The most basic issue with implementing this is geocoding all of the location strings (like "Canal & Broadway") to a latitude/longitude pair. When I began this, the best option seemed to be geocoder.us. While it was good enough for prototyping, it quickly became apparent that the quality of data was not good enough. The most severe problem seemed to be that addresses in the southern part of Manhattan were off by half a block to the northwest. Thankfully, a few weeks after I began working on this, Google added a geocoding component to their API. Their geocoder turned out to be much faster and reliable. It is not perfect, but since the set of addresses is pretty tightly constrained, I was able to add some rewriting rules to make the input more easily parsed. As of right now, 54% of the addresses are geocoded. One remaining issue is that some the locations are actually business (like "Saks Fifth Avenue"). I may be able to use the Google AJAX Search API to do local searches for them and get their actual addresses.
I didn't want to directly scrape the HTML of the site to extract all of the quotes. I ended up using the data stored in Google Reader's archive of the site's feed. This allowed me to get at the quotes themselves more easily, without having to worry about the chrome of the site. Going back to October 6, 2005, I had in hand 5,578 quotes at 2838 locations.

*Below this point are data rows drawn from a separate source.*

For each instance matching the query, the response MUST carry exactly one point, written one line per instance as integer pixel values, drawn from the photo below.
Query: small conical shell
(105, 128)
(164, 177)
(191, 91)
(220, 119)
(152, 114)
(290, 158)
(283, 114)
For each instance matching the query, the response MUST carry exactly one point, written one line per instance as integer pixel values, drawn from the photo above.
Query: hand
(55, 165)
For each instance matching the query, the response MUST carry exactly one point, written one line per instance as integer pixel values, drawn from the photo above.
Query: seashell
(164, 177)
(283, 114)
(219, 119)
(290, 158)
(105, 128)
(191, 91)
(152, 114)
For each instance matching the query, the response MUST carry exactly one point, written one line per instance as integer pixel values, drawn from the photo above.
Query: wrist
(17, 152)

Since I had accumulated so many quotes, indicating them with the standard marker object had performance problems since so many can be visible in the same area. This is a well-known problem with the version 2 of the Maps API, and the traditional solution is clustering. However, that doesn't really make sense because when zoomed in at the street level, one has no choice but to display the hundred or so markers that are visible at the same time (the southern part of Manhattan is particularly densely covered).
In the end, my solution was to do my own marker implementation. Instead of each marker being its own overlay, I put all of them in the same overlay (see the
QuotesOverlay class). Additionally, I did not split each marker into several layers (shadow, image, click area) - having the shadow be part of the image works well enough. In order to deal with clicks while in the shadow of an info window, I added a global click handler that checks if the click event falls in the boundaries of a marker (see the
handleMapClick). Finally, I hide and show markers so that only those bounded by the currently viewed area are displayed. All of this led to a performance improvement by a factor of 8 on Firefox Mac.
I then ran into a user interface problem. Even with marker rendering being efficient, when zoomed out the island of Manhattan becomes a sea of red, which is not very useful. I decided that switching to a neighborhood mode made more sense there. The problem was where to get the neighborhood boundaries. The map used in cabs seemed like a good start, but it made some interesting choices (e.g. TriBeCa was not bounded by Canal St.). New York Magazine's map also turned out to be of dubious quality (e.g. it combined Gramercy and Murray Hill). In the end, the best resource turned out to be the Wikipedia's list. Even there there is some debate (an mild edit war on the souther border of Spanish Harlem - 86th or 96th street - appears to be going on). I'm not entirely satisfied with the current divisions, but they generally make sense.
Once I actually plotted the 28 neighborhoods on the map, I noticed that it was slow to redraw, especially in Firefox. I was using
GPolylines to draw the neighborhood outlines, one per area. Possily due to the switch to SVG for polyline rendering, this seemed to have high overheard. In the end, similarly to my solution to the marker performance problem, I switched to a single overlay for all neighborhood outlines. Inside this overlay I used a canvas object to do my own rendering. To deal with MSIE's lack of a canvas implementation, I used the ExplorerCanvas implementation of the interface on top of MSIE's VML API.
The site loads all of the data upfront (in a 728K almost-but-not-quite JSON file). This allowed me to do a simple client-side search that works pretty quickly once all of the quotes are tokenized (done the first time a search is executed).
Update on 12/17/2012: The code, including the scraping/generation tools is now available on GitHub.